Friday, January 30, 2015

#Second Chance

               
                 You will be my every chance - first, second and the millionth :)

As I see you from far-away, walking towards me, it feels as though the sun rose again at this time and splashed tons of brightness on my soul, when you smiled. 

Your name could show me shades of sunflowers and my eyes could shine every time you call me. 
Reflections of the lemon-tainted epilogues till late nights and dreams of watching sunrises together, still flows in me!

Every time, when I wait for you and see you walking towards me - my mind travels behind in time to think about those heart-ruins that ever happened to me! 

The wait, the wait to find a perfect match, the wait to find someone so special, the wait for the man whom I could shower all my love, which I kept bundled up in myself - for the man who could just share with me - his life and give me a share of his heart.

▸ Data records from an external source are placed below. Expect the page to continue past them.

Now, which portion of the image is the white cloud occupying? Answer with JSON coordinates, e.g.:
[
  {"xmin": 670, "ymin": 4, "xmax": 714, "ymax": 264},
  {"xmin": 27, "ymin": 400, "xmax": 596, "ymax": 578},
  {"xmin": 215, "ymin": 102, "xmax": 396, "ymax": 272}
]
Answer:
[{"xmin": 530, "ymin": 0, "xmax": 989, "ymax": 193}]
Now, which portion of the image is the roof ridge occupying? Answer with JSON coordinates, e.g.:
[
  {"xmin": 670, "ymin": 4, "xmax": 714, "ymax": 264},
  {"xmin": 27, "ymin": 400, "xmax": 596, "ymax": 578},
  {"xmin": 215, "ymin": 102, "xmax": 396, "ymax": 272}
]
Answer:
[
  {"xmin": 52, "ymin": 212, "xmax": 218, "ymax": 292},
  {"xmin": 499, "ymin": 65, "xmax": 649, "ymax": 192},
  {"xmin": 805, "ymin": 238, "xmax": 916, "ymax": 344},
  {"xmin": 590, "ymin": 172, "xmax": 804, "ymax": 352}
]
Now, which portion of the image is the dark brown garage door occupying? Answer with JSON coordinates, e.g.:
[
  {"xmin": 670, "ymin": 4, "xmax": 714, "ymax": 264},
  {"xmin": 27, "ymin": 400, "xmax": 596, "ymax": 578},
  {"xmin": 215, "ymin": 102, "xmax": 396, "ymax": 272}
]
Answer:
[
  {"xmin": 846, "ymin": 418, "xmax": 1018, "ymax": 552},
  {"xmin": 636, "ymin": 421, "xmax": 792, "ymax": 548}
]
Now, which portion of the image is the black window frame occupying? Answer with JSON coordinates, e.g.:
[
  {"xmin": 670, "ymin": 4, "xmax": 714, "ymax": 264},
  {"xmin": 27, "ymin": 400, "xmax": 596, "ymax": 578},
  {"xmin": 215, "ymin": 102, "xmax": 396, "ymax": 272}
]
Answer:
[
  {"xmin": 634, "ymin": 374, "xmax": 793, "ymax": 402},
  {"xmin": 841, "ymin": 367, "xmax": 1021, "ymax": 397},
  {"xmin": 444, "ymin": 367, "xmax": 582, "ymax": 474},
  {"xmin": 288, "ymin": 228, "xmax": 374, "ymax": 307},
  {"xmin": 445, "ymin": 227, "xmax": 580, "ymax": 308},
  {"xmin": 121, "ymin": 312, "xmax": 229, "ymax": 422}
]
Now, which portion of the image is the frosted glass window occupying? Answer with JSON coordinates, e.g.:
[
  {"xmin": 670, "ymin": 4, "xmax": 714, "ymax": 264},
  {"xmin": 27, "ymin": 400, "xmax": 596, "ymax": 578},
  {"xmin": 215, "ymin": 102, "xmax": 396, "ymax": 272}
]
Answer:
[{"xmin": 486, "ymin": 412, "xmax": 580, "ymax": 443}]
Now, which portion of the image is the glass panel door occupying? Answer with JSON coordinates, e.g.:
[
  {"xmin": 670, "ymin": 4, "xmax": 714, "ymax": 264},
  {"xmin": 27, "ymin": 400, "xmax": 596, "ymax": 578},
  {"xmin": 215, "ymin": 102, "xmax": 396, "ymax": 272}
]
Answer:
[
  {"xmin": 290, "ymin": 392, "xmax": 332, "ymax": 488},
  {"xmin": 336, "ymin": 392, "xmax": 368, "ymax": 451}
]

Those were the years when looking for a perfect match seemed a disaster and the times when she felt that God forgot to make someone for her.
Those years when each day seemed a struggle and each online matrimony request made you think - Is he the one ? 

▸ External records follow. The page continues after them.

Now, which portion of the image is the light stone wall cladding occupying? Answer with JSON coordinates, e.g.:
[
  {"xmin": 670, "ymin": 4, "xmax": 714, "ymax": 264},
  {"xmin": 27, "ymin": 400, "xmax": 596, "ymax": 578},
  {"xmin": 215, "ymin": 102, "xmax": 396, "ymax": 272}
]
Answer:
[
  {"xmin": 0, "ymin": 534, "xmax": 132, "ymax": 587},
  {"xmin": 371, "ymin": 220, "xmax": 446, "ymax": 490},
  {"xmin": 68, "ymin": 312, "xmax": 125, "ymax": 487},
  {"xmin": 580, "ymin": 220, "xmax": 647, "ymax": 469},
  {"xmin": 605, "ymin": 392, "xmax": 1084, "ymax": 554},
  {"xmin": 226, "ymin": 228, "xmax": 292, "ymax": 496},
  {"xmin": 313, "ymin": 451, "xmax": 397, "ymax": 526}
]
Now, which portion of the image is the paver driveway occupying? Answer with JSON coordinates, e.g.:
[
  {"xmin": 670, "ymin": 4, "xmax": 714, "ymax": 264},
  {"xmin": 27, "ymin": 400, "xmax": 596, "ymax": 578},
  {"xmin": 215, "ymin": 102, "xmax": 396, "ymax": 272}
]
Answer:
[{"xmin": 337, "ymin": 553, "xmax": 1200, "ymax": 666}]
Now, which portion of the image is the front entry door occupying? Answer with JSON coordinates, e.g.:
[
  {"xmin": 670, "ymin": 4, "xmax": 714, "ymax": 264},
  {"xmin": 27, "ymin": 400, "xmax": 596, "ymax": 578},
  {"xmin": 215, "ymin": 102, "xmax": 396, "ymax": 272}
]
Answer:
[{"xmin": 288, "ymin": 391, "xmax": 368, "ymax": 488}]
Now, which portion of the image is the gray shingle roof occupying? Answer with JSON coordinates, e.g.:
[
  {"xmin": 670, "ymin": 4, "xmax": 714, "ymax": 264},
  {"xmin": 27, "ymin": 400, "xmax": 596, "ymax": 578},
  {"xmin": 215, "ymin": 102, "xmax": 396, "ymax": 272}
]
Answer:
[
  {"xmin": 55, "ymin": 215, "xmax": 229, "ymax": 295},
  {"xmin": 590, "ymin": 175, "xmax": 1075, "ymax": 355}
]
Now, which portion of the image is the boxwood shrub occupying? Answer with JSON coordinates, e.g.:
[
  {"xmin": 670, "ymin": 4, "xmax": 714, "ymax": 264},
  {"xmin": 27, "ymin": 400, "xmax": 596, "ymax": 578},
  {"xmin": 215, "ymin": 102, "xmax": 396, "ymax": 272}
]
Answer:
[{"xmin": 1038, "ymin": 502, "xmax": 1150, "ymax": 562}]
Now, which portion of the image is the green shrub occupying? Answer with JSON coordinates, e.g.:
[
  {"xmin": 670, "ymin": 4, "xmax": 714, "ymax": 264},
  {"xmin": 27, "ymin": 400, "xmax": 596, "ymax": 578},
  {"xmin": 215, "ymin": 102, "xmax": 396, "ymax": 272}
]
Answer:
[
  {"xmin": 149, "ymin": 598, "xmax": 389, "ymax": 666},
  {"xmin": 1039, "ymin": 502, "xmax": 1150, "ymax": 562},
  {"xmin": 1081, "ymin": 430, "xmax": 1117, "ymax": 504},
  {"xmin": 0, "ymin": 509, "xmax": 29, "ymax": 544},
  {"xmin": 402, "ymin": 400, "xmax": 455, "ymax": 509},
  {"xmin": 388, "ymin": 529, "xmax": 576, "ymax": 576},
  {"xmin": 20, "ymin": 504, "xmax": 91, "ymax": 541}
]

Deep down, the heart knew - these are certainly not the people I am going to get married too. 

5 years of searching and 5 years of looking every nook and corner, she found him. 

It din't take long to know that this is the guy whom she will love so much! This is the guy who will patch the little slivers of her heart. The guy who build courage in her that love exists and that we can love with equal measures. That we can always love without reasons, and love will remain pure, divine and blissful.

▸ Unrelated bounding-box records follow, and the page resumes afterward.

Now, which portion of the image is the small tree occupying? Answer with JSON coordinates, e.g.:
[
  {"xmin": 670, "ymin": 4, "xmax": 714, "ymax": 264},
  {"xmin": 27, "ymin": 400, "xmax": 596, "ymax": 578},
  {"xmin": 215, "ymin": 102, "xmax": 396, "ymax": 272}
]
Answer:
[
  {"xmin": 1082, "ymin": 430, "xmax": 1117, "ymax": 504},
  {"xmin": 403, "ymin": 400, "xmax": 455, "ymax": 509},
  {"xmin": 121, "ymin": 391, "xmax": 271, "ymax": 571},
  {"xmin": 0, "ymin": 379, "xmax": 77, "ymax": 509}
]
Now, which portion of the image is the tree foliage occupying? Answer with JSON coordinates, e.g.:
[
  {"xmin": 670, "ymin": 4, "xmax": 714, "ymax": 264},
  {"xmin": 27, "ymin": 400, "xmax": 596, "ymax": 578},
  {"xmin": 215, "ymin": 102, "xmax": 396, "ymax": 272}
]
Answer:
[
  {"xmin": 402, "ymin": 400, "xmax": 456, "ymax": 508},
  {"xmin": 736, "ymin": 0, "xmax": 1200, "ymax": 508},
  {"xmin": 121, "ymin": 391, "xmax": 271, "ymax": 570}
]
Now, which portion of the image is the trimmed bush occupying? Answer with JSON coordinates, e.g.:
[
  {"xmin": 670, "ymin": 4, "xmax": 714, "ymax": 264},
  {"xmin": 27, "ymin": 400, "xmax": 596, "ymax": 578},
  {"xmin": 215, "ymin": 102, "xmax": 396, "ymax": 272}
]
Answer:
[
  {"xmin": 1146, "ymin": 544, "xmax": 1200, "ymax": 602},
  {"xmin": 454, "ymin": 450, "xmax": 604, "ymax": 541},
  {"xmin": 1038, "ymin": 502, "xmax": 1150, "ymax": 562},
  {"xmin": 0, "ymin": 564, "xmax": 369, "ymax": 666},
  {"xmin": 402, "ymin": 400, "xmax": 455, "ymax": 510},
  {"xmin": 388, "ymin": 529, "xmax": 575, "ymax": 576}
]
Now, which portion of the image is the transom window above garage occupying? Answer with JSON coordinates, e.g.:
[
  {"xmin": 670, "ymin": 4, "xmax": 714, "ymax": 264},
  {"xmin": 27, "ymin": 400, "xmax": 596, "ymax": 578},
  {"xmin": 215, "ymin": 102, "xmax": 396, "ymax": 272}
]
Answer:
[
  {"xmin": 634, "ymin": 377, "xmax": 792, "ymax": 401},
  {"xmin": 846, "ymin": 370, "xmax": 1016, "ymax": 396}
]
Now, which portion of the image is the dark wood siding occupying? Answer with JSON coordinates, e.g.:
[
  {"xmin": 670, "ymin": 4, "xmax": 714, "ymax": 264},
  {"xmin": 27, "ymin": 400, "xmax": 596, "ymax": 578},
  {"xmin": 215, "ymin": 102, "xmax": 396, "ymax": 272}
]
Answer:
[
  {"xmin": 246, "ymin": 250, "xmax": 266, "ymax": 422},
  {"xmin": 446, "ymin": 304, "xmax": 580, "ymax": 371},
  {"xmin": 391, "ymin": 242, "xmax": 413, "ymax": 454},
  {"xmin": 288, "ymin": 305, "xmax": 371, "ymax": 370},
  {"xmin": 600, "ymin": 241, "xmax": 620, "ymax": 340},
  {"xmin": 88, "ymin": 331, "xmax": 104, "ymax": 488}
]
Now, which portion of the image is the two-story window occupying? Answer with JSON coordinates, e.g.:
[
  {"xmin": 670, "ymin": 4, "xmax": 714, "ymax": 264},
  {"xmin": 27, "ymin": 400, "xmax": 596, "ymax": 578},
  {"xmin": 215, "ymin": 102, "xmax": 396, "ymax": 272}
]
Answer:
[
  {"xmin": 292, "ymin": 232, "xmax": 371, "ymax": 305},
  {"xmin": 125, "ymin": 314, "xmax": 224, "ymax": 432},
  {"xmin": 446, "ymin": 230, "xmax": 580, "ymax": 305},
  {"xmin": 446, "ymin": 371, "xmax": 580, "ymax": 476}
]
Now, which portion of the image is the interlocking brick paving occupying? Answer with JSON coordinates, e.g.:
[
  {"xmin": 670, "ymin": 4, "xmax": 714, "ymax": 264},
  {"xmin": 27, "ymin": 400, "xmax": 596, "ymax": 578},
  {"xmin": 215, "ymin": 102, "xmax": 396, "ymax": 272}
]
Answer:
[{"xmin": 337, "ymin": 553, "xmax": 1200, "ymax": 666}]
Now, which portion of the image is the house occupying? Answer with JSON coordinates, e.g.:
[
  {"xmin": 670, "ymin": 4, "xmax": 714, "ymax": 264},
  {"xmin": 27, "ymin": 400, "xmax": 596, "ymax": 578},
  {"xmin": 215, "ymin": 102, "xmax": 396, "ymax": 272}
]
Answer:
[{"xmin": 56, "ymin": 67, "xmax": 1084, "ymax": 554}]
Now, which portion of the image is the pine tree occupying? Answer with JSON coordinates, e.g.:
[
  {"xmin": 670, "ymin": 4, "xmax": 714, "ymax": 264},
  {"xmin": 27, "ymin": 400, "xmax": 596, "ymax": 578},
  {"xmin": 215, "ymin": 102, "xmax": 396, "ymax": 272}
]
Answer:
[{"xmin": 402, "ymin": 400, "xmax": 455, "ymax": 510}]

They asked me what would I do if I had some second chances - and the little tinglings of my heart told me - I really wanted you to walk in my life a little early than you did. I wanted those goose-bumps to appear a little earlier than when they came, I wanted to hear those violins a little earlier than they rung. 

I really wanted to try looking up for you in my early years of "match-finding" so that I could have spent more dramatic,crazy moments more often with you! So that I could fall in love with you more often! So that I could unplug myself unto you!

My life could be a mixture of different colors with you - a palette of colorful colors, cause I don't like black and nor white and grey the least. 

My life would have strokes of rainbows and each would design itself as a memory.

I wish for a second chance to change the blank canvas of my life. I wish for strokes of love ready to be thrown on this very white canvas and build a master-piece with you!


I wish life could give me a second chance to : Dance with you on every tune!

I want to spend my past years dancing with you, holding your hand and making a nice swirl, bringing in a twist in the belly, turning on the fire within us and crashing into each other like those sea-waves! 
I wish to rip the currents of passion between us and then coast on your smile, stay still and hear those whispers. 

I wish life could give me a second chance to : take study classes together!
I want to walk with you towards university classes and sit next to you, listen to what the professor says - ignore and look at you, look at the way you would try concentrating on classes, I wish to give test exams with you and sit and study until midnight! 

I wish life could always give me a chance to write! Tune up my gray cells in such a way that I could pen down my language of heart in the form of words for you! Yes, I haven't been writing a lot but I do want to put out in black n white or in colors - those little thumps of my heart that wait to be out on print!
Every second chance that life gives - I want to spend it with you!  Unlike all, I do not have a bucket list of things I did want to do - but I have a list that has a common thing and it is "You" 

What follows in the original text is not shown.